“Siamo riders o caporali?”
Il caporalato non risparmia neanche i riders.
Siamo abituati ad associare il caporalato all’agricoltura: teste chine sui campi e mani logore sui pomodori. Eppure, l’ultima sentenza del tribunale di Milano ha disposto il commissariamento dell’azienda Uber Italy srl, proprio per sfruttamento. I riders interrogati, infatti, sembrano tutti ripetere lo stesso mantra “Io, Badini e Sidibe abbiamo percepito sempre e solo tre euro a consegna”, “La mia paga era sempre e solo di tre euro a consegna”, “..Danilo mi aveva detto che mi avrebbe pagato tre euro a consegna..”. Insomma, se non fosse ancora chiaro, il lavoro dei riders, a prescindere dai chilometri e dalle giornate, valeva non più di tre euro. Le teste sono sempre chine, però sulla strada, e le mani sono ancora logore, ma sui manubri delle bici.
“La maggior parte erano immigrati, provenienti dal Ghana e dalla Nigeria; stiamo cercando di rimetterci in contatto con loro.” racconta Giuliano (nome di fantasia), rider di Torino. Uber, infatti, non era presente solo a Milano: “Tutto ha inizio nel 2018: lavoravamo già per Glovo, ma abbiamo deciso di provare Uber, perché assumeva col cinquanta percento in più sia sulla consegna che sul chilometro. Tantissime persone, soprattutto bangladesi, si sono iscritte, però ad un certo punto i colloqui sono stati bloccati senza che nessuno sapesse qualcosa. Nei gruppi dei riders è spuntato, poi, il numero di telefono di Leonardo Moltini” – oggi indagato – “un dipendente di Uber che stava reclutando tramite Whatsapp.”

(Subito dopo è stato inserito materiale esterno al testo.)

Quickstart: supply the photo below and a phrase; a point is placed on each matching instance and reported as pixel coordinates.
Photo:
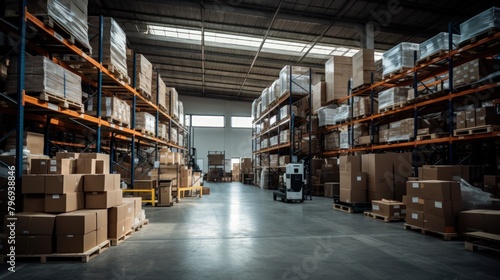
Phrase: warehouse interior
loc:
(249, 139)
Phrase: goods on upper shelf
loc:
(114, 45)
(338, 71)
(70, 15)
(479, 24)
(44, 76)
(144, 74)
(399, 57)
(437, 44)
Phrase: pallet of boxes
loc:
(73, 209)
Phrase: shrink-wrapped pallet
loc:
(399, 58)
(145, 121)
(143, 73)
(479, 24)
(295, 80)
(44, 76)
(70, 15)
(392, 96)
(114, 45)
(437, 44)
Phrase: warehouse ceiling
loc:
(234, 49)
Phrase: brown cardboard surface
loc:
(77, 222)
(440, 224)
(33, 184)
(98, 182)
(116, 230)
(100, 200)
(61, 184)
(350, 196)
(34, 203)
(33, 223)
(415, 218)
(61, 203)
(70, 243)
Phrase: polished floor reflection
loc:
(239, 232)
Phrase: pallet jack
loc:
(294, 184)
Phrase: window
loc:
(241, 122)
(207, 121)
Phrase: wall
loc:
(236, 142)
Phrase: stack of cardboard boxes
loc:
(67, 199)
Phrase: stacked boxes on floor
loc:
(76, 190)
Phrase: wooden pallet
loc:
(432, 136)
(383, 218)
(118, 241)
(61, 102)
(476, 130)
(59, 257)
(351, 207)
(484, 34)
(445, 236)
(482, 240)
(143, 223)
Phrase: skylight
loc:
(272, 45)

“Le assunzioni avvenivano davanti ad alcuni McDonald’s, per strada, con dei contratti davvero strani che sembravano essere stati scritti a mano il giorno prima, privi di qualsiasi riferimento. C’era solo scritto che la paga sarebbe stata di due euro e cinquanta o tre euro a consegna, a seconda delle giornate. Non ci hanno dato nemmeno strumenti di sicurezza o accessori, avevamo gli zaini, ma erano vecchi ed usati, le cerniere e le spalline infatti erano rotte.” – prosegue Giuliano prima di ricevere il suo prossimo ordine – “Io personalmente ho lavorato poco, due consegne, poi ho avuto una zuffa per telefono con questa persona e sono stato licenziato su due piedi. A Torino però non sono riusciti ad assumere molta gente perché la voce stava iniziando a girare e loro hanno deciso di non presentarsi più ai colloqui, però avevano assunto all’incirca ottanta/cento riders, tutti immigrati e persone in difficoltà facilmente ricattabili. Tanti, inoltre, erano senza documenti e questa era l’unica alternativa possibile per iniziare a guadagnare un minimo.”
“Uber non stipulava dei veri contratti, non faceva le dichiarazioni annuali dei loro dipendenti e rubava perfino le mance che i clienti lasciavano tramite l’app. Li ricattava anche secondo un limite di efficienza, se rifiutavano e andavano sotto il novantacinque percento di consegne accettate, minacciava loro di togliere cinquanta centesimi per ogni ordine effettuato nelle due settimane precedenti.” spiega Giuliano. “Era un rapporto subordinato con tutte le avvisaglie del caporalato: Uber usava un’applicazione con un iban diverso, attraverso il quale prima tratteneva i soldi e poi inviava la restante parte all’iban comunicato dal rider. Avevano anche promesso che gli ordini non sarebbero mai stati a più di quattro chilometri di distanza, mentre in realtà si arrivava persino a dodici.”